Chinatown by Min Zhou, Temple University Press, Philadelphia, First print in 1992, 273 pages. In Chinatown, Min Zhou illustrates how an ethnic enclave directs its immigrant population to the American society. He focuses specifically on New York City’s Chinatown, a community established over a century ago, and offers us a through and modern view of the ethnic enclave as a socioeconomic system, which is distinct from, yet linked with the larger society. The author has clearly done an extremely large amount of research, with extensive use of personal interviews, concerning New York’s Chinatown in the past two decades. He demonstrates that Chinatown does not keep immigrant Chinese from assimilating into mainstream society. ... It is difficult for Americans to understand the Chinese experience in Chinatown: while it is located in New York City and many other major cities in the United States, this exotic and even forbidding world is many worlds away.

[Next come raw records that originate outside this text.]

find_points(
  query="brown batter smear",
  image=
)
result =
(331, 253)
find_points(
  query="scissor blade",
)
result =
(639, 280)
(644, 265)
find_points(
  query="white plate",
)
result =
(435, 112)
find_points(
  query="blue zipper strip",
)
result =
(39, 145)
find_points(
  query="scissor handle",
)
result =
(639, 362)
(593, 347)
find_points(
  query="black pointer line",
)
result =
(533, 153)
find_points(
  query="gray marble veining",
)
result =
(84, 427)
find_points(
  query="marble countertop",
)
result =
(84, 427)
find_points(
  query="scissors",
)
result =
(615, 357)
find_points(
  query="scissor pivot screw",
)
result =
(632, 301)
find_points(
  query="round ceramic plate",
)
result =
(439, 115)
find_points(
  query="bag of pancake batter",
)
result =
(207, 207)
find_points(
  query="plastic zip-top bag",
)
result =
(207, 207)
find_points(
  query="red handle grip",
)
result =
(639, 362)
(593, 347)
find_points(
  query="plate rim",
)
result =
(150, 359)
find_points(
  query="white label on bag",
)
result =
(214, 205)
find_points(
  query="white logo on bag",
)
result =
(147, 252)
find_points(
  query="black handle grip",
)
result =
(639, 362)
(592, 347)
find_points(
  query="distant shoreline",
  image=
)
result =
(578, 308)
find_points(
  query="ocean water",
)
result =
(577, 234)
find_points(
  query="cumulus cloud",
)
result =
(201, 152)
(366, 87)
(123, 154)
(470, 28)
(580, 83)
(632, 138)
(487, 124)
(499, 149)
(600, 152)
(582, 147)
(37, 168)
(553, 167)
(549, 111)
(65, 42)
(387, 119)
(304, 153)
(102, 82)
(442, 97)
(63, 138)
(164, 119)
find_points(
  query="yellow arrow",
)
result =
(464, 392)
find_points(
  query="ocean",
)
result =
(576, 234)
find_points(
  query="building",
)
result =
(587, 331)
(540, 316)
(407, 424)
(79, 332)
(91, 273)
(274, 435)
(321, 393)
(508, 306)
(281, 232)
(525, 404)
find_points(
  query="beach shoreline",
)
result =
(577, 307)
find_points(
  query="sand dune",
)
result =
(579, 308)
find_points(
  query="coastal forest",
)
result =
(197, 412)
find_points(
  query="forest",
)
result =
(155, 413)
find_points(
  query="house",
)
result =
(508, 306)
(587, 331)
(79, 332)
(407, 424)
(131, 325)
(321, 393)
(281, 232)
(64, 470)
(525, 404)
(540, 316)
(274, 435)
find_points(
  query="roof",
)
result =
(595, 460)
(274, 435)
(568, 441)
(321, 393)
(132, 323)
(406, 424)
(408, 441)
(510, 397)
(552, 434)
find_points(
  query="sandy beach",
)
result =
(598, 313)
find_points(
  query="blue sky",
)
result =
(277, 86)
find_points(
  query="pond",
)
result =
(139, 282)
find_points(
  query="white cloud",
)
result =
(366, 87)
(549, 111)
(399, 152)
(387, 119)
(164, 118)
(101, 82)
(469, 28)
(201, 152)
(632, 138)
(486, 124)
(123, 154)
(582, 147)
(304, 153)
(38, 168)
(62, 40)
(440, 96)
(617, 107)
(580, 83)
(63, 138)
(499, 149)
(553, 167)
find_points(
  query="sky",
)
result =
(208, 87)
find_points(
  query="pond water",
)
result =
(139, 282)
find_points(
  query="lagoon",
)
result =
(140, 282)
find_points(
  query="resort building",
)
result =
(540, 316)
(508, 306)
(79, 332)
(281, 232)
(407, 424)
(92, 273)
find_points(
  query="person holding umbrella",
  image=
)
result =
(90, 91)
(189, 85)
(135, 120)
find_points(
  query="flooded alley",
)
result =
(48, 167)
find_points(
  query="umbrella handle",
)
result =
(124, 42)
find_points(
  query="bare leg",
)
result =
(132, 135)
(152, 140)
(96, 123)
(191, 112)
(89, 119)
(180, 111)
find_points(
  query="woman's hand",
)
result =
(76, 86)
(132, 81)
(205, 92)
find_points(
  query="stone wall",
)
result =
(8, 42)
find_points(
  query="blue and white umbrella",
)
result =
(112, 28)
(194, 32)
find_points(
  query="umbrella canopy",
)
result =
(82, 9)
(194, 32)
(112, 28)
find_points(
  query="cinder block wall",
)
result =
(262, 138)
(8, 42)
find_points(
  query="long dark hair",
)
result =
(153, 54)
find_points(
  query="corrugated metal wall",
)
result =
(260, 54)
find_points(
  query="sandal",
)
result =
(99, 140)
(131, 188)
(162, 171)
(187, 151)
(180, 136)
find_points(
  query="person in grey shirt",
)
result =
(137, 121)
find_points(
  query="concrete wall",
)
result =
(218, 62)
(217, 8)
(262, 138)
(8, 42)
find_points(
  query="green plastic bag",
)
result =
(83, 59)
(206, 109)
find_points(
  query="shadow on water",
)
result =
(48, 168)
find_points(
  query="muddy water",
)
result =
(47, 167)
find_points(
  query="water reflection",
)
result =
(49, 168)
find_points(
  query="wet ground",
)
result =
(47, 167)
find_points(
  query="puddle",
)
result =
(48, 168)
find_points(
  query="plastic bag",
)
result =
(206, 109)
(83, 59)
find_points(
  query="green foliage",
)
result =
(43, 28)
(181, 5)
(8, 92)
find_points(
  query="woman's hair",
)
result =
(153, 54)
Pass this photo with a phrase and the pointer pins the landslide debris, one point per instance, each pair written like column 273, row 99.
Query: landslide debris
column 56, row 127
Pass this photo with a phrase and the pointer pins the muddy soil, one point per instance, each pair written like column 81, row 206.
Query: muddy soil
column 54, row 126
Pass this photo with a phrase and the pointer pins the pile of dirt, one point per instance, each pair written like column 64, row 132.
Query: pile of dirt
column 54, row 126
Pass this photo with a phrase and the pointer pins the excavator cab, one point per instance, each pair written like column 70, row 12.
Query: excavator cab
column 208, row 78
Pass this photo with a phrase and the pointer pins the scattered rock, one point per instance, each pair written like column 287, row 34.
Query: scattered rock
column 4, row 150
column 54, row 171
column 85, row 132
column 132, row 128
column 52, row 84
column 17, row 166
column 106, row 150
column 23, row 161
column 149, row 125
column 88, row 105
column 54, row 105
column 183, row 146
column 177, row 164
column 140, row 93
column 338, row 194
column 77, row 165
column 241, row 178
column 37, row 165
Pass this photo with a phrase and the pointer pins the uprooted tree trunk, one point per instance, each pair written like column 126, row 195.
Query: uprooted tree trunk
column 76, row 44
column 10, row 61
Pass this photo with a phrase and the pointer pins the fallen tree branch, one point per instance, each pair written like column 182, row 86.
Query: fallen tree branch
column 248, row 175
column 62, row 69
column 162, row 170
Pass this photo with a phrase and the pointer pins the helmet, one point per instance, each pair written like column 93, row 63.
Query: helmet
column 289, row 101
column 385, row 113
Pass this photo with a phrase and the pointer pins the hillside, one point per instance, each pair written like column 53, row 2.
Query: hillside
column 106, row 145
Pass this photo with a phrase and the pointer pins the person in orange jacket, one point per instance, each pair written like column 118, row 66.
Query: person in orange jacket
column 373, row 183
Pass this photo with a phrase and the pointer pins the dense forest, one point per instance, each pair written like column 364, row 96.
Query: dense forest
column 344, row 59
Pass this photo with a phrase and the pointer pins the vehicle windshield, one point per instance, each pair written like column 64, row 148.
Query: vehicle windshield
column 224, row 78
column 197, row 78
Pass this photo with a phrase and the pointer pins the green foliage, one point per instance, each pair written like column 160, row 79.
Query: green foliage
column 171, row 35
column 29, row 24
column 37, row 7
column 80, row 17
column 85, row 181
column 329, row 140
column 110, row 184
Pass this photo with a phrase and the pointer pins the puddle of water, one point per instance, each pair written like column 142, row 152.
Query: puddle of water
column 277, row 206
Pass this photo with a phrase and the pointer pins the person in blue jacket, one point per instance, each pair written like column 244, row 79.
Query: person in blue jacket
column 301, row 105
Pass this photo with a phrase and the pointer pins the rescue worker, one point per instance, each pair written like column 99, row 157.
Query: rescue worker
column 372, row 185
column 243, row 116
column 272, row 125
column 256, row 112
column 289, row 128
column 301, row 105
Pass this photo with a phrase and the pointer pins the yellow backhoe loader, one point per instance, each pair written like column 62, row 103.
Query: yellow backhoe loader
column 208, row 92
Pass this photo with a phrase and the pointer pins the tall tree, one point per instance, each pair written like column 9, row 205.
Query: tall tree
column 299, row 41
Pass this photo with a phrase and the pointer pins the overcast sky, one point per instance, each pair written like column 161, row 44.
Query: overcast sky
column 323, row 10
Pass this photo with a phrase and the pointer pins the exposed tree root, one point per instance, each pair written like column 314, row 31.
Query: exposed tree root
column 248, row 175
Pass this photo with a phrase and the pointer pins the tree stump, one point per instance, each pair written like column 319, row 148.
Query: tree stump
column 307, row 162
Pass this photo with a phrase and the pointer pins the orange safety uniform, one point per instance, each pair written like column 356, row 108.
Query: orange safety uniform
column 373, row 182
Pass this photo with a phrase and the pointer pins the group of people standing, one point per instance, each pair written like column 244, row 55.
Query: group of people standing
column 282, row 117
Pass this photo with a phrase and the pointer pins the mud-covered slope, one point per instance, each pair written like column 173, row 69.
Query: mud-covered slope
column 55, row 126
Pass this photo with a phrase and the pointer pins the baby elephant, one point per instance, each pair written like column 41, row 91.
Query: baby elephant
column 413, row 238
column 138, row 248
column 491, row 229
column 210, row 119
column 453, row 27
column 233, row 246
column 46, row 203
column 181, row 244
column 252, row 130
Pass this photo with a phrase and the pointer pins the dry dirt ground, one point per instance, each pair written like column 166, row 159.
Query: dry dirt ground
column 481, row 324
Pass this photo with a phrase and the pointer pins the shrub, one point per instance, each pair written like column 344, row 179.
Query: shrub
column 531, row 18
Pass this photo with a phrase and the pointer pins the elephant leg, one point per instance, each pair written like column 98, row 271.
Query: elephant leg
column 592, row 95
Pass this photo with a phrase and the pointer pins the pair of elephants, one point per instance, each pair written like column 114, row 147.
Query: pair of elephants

Many Americans view Chinatown as a place where new immigrants, who are ignorant, not aware of labor rights, and with language barriers, are exploited by fellow Chinese. ... New immigrant Chinese reside in Chinatown, not because they are ignorant and want low wage jobs, unsanitary working conditions and small living quarters, but it is rather because of the initial disadvantages associated with immigrant status, such as lack of knowledge of English, information about the larger society, employment networks, and transferable skills. In addition, Chinatown provides new immigrant Chinese a sense of physical and psychic security from the familiar environment.